Opening ceremony - 14th Thessaloniki Documentary Film Festival, a photo by Teacher Dude's BBQ on Flickr.
Thanks to the help of friends I was not only able to attend the opening ceremony of the 14th Thessaloniki Documentary Festival but also see a couple of films as well. First up was Tony Gatlif's Indignados which wove together the issue of immigration and the Indignant movement that swept both the Arab world and much of Europe last year. It's not exactly a documentary in the traditional sense as much of it was filmed in a more lyrical, filmic manner, though it does include real life footage taken in places such as Spain and Greece.
I enjoyed it but I think the marriage of two themes was at best strained and occasionally looked like the two were about to go their separate ways. Both topics would have made for excellent documentaries in their own right.

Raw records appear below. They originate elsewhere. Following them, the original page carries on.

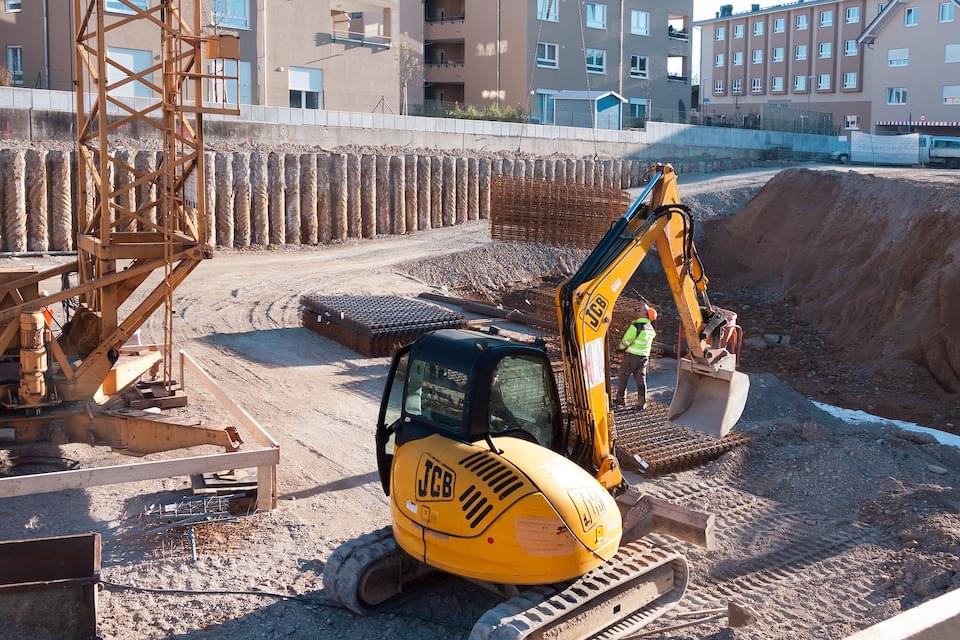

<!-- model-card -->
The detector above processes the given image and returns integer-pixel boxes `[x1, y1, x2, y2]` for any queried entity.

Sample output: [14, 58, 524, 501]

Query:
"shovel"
[668, 352, 750, 439]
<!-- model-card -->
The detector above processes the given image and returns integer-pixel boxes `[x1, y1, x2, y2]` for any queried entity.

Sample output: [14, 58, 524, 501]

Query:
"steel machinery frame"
[0, 1, 278, 510]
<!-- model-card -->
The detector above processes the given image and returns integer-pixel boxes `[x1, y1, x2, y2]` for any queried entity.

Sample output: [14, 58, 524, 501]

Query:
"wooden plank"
[0, 447, 278, 499]
[181, 351, 279, 449]
[257, 464, 276, 511]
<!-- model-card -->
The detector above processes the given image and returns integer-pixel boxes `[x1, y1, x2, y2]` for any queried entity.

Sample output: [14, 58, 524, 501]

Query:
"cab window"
[405, 358, 469, 433]
[488, 356, 559, 448]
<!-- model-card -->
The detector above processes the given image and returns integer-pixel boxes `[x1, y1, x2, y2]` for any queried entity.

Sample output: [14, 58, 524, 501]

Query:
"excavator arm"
[556, 164, 749, 491]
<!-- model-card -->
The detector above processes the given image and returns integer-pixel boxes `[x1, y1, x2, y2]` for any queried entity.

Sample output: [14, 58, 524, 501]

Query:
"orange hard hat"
[645, 305, 658, 322]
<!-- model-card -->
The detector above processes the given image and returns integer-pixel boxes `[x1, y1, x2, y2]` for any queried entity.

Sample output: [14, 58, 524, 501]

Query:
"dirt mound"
[705, 168, 960, 396]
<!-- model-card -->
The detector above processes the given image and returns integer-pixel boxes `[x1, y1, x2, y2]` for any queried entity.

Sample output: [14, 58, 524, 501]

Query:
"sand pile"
[706, 168, 960, 396]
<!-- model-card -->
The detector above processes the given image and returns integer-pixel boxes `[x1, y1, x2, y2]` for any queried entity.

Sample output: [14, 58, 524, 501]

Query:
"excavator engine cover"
[668, 354, 750, 438]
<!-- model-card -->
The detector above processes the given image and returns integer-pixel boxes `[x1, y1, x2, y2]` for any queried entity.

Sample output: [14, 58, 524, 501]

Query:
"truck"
[830, 131, 960, 168]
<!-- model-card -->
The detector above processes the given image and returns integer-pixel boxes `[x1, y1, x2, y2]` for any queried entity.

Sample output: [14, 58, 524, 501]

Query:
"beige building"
[0, 0, 409, 113]
[859, 0, 960, 135]
[422, 0, 693, 126]
[697, 0, 873, 133]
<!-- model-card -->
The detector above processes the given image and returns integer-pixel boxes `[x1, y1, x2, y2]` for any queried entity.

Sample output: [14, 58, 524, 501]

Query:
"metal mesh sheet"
[490, 177, 630, 249]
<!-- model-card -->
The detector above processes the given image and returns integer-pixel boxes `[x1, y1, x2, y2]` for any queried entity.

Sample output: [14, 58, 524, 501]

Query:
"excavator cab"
[375, 329, 564, 495]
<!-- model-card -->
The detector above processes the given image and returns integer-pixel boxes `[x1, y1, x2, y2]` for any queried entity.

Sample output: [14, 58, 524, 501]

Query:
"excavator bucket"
[668, 357, 750, 438]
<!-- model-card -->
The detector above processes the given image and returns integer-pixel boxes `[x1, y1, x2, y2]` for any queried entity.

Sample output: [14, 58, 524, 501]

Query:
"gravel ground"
[2, 166, 958, 640]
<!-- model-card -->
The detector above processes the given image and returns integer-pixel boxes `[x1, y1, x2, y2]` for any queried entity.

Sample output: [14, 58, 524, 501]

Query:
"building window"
[772, 46, 784, 62]
[630, 55, 648, 78]
[732, 78, 742, 93]
[5, 46, 22, 85]
[631, 10, 650, 35]
[628, 98, 647, 124]
[887, 48, 909, 66]
[534, 90, 556, 124]
[843, 72, 857, 89]
[715, 53, 725, 67]
[208, 59, 252, 104]
[818, 73, 830, 90]
[795, 44, 807, 60]
[586, 3, 607, 29]
[845, 40, 858, 56]
[819, 10, 833, 26]
[774, 17, 785, 32]
[585, 48, 606, 73]
[796, 14, 808, 30]
[211, 0, 250, 29]
[288, 66, 323, 110]
[537, 0, 558, 22]
[944, 85, 960, 104]
[846, 6, 861, 23]
[716, 25, 726, 40]
[844, 115, 860, 130]
[753, 21, 764, 35]
[536, 42, 558, 68]
[106, 47, 153, 97]
[904, 6, 919, 26]
[886, 87, 907, 104]
[819, 42, 832, 58]
[772, 75, 784, 91]
[751, 78, 762, 92]
[941, 2, 956, 22]
[752, 49, 763, 64]
[733, 51, 744, 65]
[105, 0, 148, 14]
[947, 44, 960, 63]
[4, 0, 21, 11]
[734, 24, 744, 38]
[714, 79, 724, 94]
[794, 74, 807, 91]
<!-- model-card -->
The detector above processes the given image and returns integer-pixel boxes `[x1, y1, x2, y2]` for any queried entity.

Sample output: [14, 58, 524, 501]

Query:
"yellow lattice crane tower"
[0, 1, 242, 455]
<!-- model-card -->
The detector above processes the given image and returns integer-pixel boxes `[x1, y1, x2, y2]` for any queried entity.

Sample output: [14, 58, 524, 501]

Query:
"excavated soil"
[702, 168, 960, 431]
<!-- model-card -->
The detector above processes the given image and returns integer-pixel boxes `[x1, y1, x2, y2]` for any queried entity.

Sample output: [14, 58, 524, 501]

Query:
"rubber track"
[323, 526, 400, 615]
[469, 543, 688, 640]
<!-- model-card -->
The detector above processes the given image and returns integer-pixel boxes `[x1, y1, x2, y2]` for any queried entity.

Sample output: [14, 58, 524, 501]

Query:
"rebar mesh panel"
[490, 177, 630, 249]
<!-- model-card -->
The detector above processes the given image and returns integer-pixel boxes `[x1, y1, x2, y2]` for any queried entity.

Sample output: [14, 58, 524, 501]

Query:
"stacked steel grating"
[613, 400, 751, 476]
[490, 177, 631, 249]
[301, 295, 466, 357]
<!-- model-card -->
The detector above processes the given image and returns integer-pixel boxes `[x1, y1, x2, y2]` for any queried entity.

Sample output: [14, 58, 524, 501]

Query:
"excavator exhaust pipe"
[668, 355, 750, 439]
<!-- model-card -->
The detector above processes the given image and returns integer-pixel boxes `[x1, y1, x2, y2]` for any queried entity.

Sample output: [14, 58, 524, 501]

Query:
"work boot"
[637, 401, 647, 411]
[613, 398, 625, 408]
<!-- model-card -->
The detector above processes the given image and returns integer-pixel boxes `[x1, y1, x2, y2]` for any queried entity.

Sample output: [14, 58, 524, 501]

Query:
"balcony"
[667, 73, 690, 84]
[331, 30, 392, 48]
[668, 26, 690, 41]
[424, 60, 465, 83]
[424, 16, 465, 41]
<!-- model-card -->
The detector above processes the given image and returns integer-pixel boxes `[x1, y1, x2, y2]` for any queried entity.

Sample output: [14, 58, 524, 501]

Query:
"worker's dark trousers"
[615, 354, 649, 407]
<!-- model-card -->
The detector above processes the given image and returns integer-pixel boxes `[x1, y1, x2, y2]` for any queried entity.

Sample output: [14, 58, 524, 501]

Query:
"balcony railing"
[668, 27, 690, 41]
[667, 73, 689, 83]
[331, 30, 392, 48]
[425, 59, 465, 67]
[425, 15, 465, 23]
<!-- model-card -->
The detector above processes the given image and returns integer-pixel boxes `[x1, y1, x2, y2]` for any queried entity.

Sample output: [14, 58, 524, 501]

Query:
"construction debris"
[300, 294, 466, 356]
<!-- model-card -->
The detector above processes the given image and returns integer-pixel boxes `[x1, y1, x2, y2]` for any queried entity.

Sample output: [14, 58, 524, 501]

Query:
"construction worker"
[614, 304, 657, 410]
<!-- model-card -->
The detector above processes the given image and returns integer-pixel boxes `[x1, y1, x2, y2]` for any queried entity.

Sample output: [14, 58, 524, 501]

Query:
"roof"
[860, 0, 960, 43]
[694, 0, 839, 25]
[552, 90, 627, 103]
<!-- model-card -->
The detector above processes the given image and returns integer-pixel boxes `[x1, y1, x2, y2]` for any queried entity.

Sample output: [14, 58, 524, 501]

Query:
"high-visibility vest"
[619, 317, 656, 357]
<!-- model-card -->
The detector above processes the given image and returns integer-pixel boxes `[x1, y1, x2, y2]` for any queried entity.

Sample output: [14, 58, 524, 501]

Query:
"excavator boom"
[557, 164, 749, 488]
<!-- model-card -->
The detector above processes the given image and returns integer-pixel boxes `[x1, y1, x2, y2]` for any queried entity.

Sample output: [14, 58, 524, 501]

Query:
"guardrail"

The second film, Interviews Before Execution: A Chinese Talk Show by Robin Newell was a more conventional documentary both in terms of approach and subject matter (albeit somewhat macabre) and dealt with a popular Chinese TV programme featuring interviews with prisoners on death row and follows their case right up the day of execution. It was an insight into a culture and mindset that is both familiar and, at times utterly alien. The makers of the series are no crusaders for the end of capital punishment but rather view their work as educational, a warning to those who would break any of the 55 laws that Chinese penal code punishes with the death penalty.
Newell delicately balances the requirements of bringing a documentary that would not offend the Chinese authorities with the needs to tell his story in an honest manner and in doing so leaves the viewer to make up their own minds by being rigorously neutral in his approach to the subject.